Volkswagen’s home state says it will not tolerate axing of 30,000-odd jobs in transition to e-cars
Die Welt / Handelsblatt / Reuters
The home state of Volkswagen, Lower Saxony, would not tolerate a large-scale reduction in staff at Germany’s largest carmaker, state premier Stephan Weil (SPD) said in an interview with newspaper Die Welt. “Such an approach would not be possible in Lower Saxony,” Weil told the newspaper in response to media reports that Volkswagen plans to axe up to 30,000 jobs due to restructuring required by the transition to electric vehicles. Lower Saxony is a major shareholder in Volkswagen and can thus directly influence the company’s management decisions. Weil added that the carmaker had already said it did not consider job cuts at this scale. “Volkswagen is in a relatively comfortable position because the restructuring process was initiated earlier than at some competitors,” he said, arguing that the company and the state would continue to coordinate efforts in the technological shift to ensure an orderly transition. According to a report carried by business newspaper Handelsblatt, Volkswagen CEO Herbert Diess had told the company’s board that tens of thousands of jobs are at stake if Volkswagen does not manage to accelerate its shift to e-cars. Diess reportedly said that stiff competition on the e-car market, especially by US carmaker Tesla, which plans to produce up to half a million vehicles per year at its new gigafactory plant near Berlin, would command tough decisions. According to news agency Reuters, Tesla plans to build 500,000 cars per year with only 12,000 employees at its German factory, whereas Volkswagen produces 700,000 cars with 25,000 employees at its main plant in Wolfsburg in Lower Saxony. "Tesla is setting new standards for productivity and scale,” a Volkswagen spokesperson told Reuters, adding that “no concrete scenarios” for how the German company plans to respond have been drawn up. In a separate article, Handelsblatt reported that Diess had invited Tesla CEO Elon Musk to speak at a manager meeting in Austria, where the Volkswagen head told Musk he would soon visit the new Tesla factory.

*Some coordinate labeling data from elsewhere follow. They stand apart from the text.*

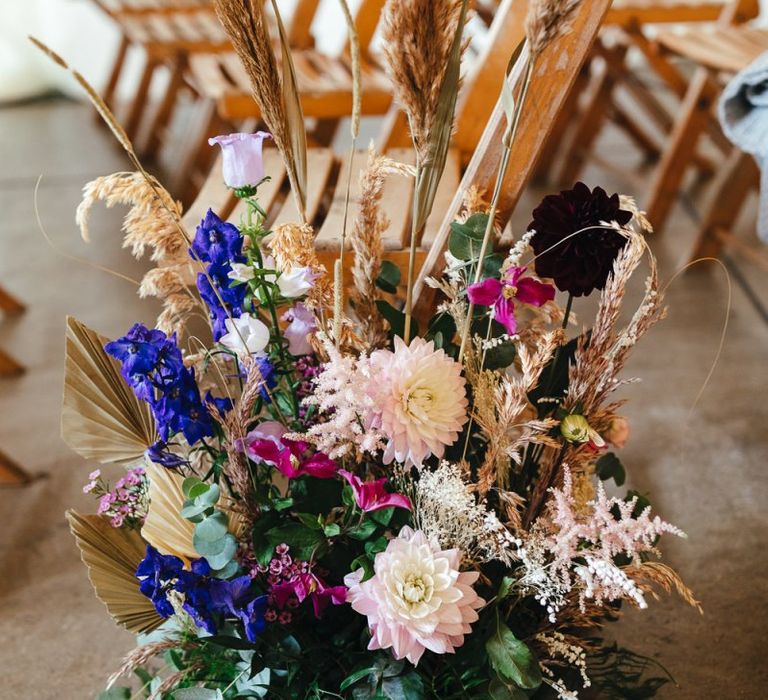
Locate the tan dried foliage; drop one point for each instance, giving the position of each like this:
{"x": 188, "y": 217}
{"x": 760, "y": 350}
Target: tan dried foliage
{"x": 655, "y": 573}
{"x": 293, "y": 245}
{"x": 506, "y": 416}
{"x": 366, "y": 241}
{"x": 418, "y": 37}
{"x": 546, "y": 21}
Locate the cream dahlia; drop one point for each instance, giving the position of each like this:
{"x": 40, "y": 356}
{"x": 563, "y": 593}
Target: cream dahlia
{"x": 417, "y": 599}
{"x": 420, "y": 400}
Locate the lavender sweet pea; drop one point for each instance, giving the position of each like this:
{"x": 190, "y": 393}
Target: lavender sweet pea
{"x": 242, "y": 155}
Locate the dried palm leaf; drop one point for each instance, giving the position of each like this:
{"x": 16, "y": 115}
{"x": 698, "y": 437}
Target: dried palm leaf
{"x": 165, "y": 529}
{"x": 101, "y": 417}
{"x": 112, "y": 555}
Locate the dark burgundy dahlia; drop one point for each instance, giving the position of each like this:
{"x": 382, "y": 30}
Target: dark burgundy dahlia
{"x": 583, "y": 262}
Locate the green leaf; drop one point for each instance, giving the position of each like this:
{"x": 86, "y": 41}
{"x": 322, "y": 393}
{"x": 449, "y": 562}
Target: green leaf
{"x": 609, "y": 466}
{"x": 389, "y": 277}
{"x": 353, "y": 678}
{"x": 192, "y": 487}
{"x": 220, "y": 560}
{"x": 213, "y": 528}
{"x": 395, "y": 318}
{"x": 120, "y": 693}
{"x": 466, "y": 239}
{"x": 310, "y": 520}
{"x": 512, "y": 659}
{"x": 364, "y": 530}
{"x": 301, "y": 539}
{"x": 332, "y": 530}
{"x": 383, "y": 516}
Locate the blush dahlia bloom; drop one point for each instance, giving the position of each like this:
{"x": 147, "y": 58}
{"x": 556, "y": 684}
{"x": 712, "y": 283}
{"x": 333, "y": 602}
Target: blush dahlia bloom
{"x": 417, "y": 599}
{"x": 420, "y": 399}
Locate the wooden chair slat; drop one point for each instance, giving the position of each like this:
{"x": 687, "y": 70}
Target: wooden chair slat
{"x": 553, "y": 75}
{"x": 320, "y": 164}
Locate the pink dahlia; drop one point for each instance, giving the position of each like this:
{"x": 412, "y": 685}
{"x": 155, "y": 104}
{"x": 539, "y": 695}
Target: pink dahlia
{"x": 417, "y": 599}
{"x": 420, "y": 400}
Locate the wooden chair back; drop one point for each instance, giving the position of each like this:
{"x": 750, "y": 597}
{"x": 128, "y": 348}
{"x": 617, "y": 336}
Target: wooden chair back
{"x": 553, "y": 76}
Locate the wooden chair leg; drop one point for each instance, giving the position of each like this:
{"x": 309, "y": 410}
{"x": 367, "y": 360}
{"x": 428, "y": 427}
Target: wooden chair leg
{"x": 567, "y": 117}
{"x": 11, "y": 473}
{"x": 164, "y": 114}
{"x": 593, "y": 118}
{"x": 116, "y": 72}
{"x": 139, "y": 103}
{"x": 695, "y": 113}
{"x": 8, "y": 366}
{"x": 10, "y": 304}
{"x": 738, "y": 178}
{"x": 198, "y": 157}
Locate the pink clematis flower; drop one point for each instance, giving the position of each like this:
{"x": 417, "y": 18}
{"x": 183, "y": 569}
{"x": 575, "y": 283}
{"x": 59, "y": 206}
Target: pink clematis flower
{"x": 512, "y": 286}
{"x": 307, "y": 585}
{"x": 371, "y": 495}
{"x": 288, "y": 457}
{"x": 243, "y": 165}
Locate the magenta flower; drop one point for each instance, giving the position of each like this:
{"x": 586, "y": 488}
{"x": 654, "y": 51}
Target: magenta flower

The shift to electric cars has led to worries in Germany’s famed car industry that many jobs could be lost, as combustion engine vehicles are replaced with battery-driven cars. While brands of the Volkswagen Group, Mercedes and BMW all have announced far-reaching plans to restructure their production, smaller producers that supply the combustion engine industry could face much greater difficulties in weathering the shift to electric mobility.